Today I was asked to comment on Microsoft's surface computing technology by one on the UK's TV news programmes ... in the event one of my colleagues did the interview since I was already busy.  So I thought I would use my blog today to make comment.   It seems slightly co-incidental though that the media is picking up on the Microsoft multi-touch initiative on the day when the media would also or otherwise be concentrating on reporting the latest news from Apple about their iPhone multi-touch system software.  No vying for coverage I suppose?  
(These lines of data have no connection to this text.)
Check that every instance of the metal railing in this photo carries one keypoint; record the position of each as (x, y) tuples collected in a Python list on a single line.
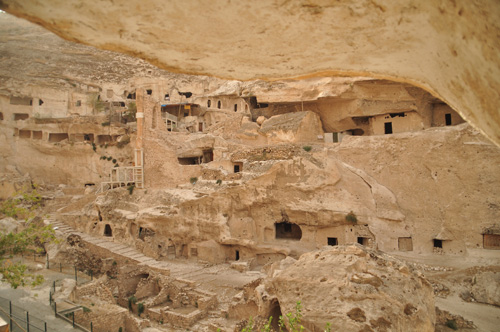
[(20, 319)]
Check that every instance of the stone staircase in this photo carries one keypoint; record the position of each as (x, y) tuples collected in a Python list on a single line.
[(114, 247)]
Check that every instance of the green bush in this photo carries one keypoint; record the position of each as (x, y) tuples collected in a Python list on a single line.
[(351, 217)]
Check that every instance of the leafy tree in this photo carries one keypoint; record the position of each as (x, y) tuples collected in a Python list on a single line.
[(31, 238)]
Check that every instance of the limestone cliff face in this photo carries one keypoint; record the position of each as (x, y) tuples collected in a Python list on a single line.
[(355, 289), (396, 198), (448, 48)]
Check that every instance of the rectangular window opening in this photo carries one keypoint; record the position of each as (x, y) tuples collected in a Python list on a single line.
[(364, 241), (332, 241), (491, 241), (388, 128), (405, 244), (447, 118)]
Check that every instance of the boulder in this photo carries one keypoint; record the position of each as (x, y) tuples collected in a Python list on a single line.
[(355, 288)]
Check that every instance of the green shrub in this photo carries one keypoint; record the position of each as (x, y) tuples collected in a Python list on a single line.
[(351, 217), (452, 324)]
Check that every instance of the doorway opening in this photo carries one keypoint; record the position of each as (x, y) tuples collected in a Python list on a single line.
[(364, 241), (388, 128), (108, 231), (286, 230), (447, 119), (332, 241)]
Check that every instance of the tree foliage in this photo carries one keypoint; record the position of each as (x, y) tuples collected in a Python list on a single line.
[(32, 237)]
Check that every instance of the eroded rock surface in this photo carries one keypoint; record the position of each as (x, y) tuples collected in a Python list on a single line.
[(356, 289), (449, 48)]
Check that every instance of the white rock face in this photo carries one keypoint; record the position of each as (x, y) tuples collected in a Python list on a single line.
[(356, 289)]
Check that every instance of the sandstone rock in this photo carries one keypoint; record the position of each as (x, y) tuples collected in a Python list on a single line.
[(260, 120), (310, 40), (293, 127), (355, 288), (9, 225), (486, 287)]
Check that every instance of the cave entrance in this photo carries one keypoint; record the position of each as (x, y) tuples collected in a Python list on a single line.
[(364, 241), (286, 230), (208, 156), (143, 232), (275, 312), (88, 137), (237, 167), (107, 230), (447, 119), (388, 127), (189, 161), (57, 137), (332, 241), (405, 244), (37, 134), (20, 116), (491, 241)]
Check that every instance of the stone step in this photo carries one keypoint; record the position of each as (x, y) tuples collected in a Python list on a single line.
[(114, 247)]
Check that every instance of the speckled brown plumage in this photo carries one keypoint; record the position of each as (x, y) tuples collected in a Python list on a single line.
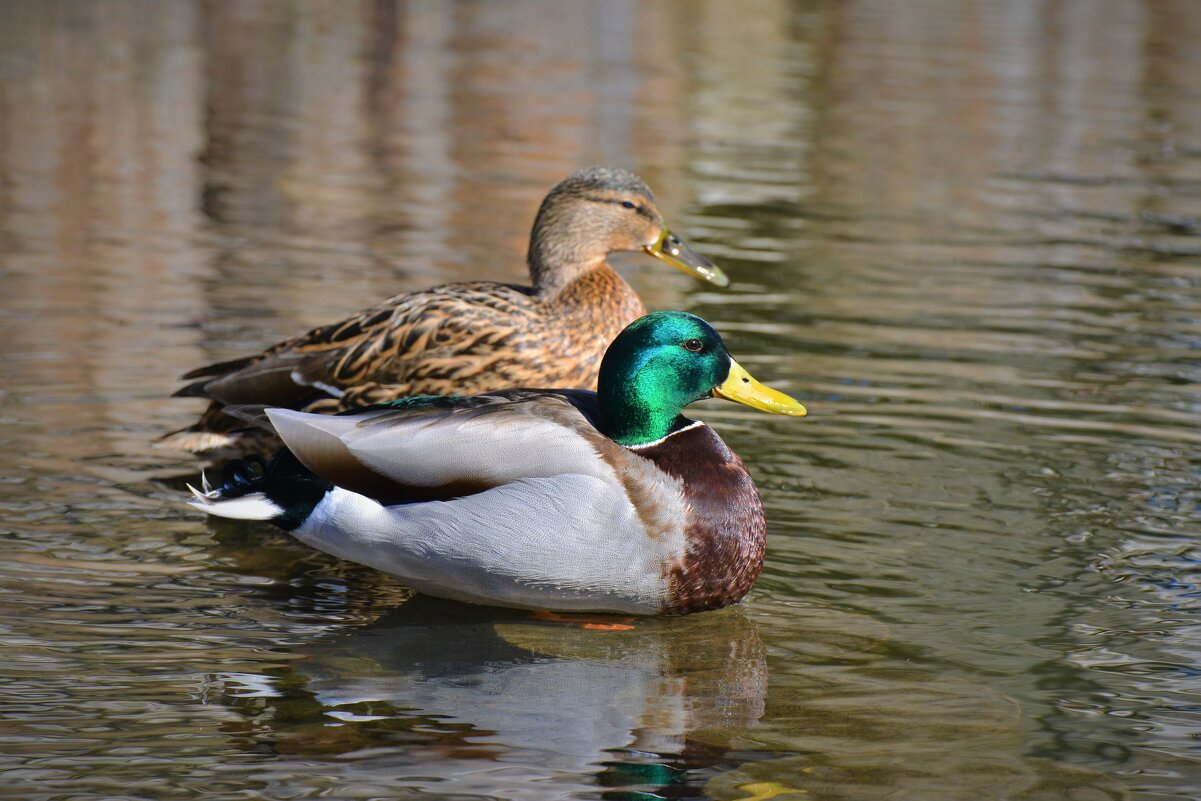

The difference between the two is quite stark ... of course they are both multi-touch interfaces to computing devices for humans, but beyond that the resemblance fades.  Apple's multi-touch on iPhone and iPod Touch is a successful implementation of a radical user interface on products out in the marketplace, rather than a prototype research lab project.  It is limited to relatively small size screens at least economically although as we saw when the iPhone was launched, unit wholesale prices for otherwise expensive components can come down very fast once the whole market rushes to follow a lead.  The word on Surface version two is that it uses additional projectors to allow layering of items displayed on the table top.  Surface 2 also uses additional infra red sensors to recognise gestures the user makes without touching the display's surface.  Gesture controlled computing will be increasingly important in the future - a number of approaches to achieving it that I have seen first hand in various laboratories suggests that there will indeed be different optimal implementations addressing the cost/quality balance. 

I hope the various companies working on these technologies will concentrate on the user as a priority rather than competing for air time minutes.